Prentice Ross L, Qi Lihong
Division of Public Health Sciences, Fred Hutchinson Cancer Research Center, Seattle, WA 98109, USA.
Biostatistics. 2006 Jul;7(3):339-54. doi: 10.1093/biostatistics/kxj020. Epub 2006 Jan 27.
The state of readiness for high-dimensional single nucleotide polymorphism (SNP) epidemiologic association studies is described, as background for a discussion of statistical aspects of case-control study design and analysis. Specifically, the important role that multistage designs can play in the elimination of false-positive associations and in the control of study costs will be noted. Also, the trade-offs associated with using pooled DNA at early design stages for additional important cost reductions will be discussed in some detail. An odds ratio approach to relating SNP alleles to disease risk using pooled DNA will be proposed, in conjunction with a simple empirical variance estimator, based on comparisons among log-odds ratio estimators from distinct pairs of case and control pools. Simulation studies will be presented to evaluate the moderate sample size properties of such multistage designs and estimation procedures. The design of an ongoing three-stage study in the Women's Health Initiative to relate 250,000 SNPs to the risk of coronary heart disease, stroke, and breast cancer will provide illustration, and will be used to motivate the choice of simulation configurations.

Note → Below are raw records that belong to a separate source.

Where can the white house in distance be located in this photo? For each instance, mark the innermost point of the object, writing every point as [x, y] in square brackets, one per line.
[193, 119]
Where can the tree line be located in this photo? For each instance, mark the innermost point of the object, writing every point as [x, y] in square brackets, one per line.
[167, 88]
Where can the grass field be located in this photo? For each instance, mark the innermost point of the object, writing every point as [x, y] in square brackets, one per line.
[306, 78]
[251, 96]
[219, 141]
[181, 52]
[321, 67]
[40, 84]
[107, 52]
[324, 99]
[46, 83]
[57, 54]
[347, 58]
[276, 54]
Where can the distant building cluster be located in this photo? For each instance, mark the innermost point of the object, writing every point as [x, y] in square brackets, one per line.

本文描述了高维单核苷酸多态性(SNP)流行病学关联研究的准备状态,作为讨论病例对照研究设计与分析统计方面的背景。具体而言,将指出多阶段设计在消除假阳性关联和控制研究成本方面可发挥的重要作用。此外,还将详细讨论在设计早期使用混合DNA以进一步大幅降低成本所涉及的权衡。将结合基于不同病例组和对照组混合样本对数优势比估计值之间比较的简单经验方差估计器,提出一种使用混合DNA将SNP等位基因与疾病风险相关联的优势比方法。将展示模拟研究,以评估此类多阶段设计和估计程序在中等样本量情况下的特性。正在进行的女性健康倡议中的一项三阶段研究,旨在将二十五万个SNP与冠心病、中风和乳腺癌风险相关联,其设计将提供实例,并用于推动模拟配置的选择。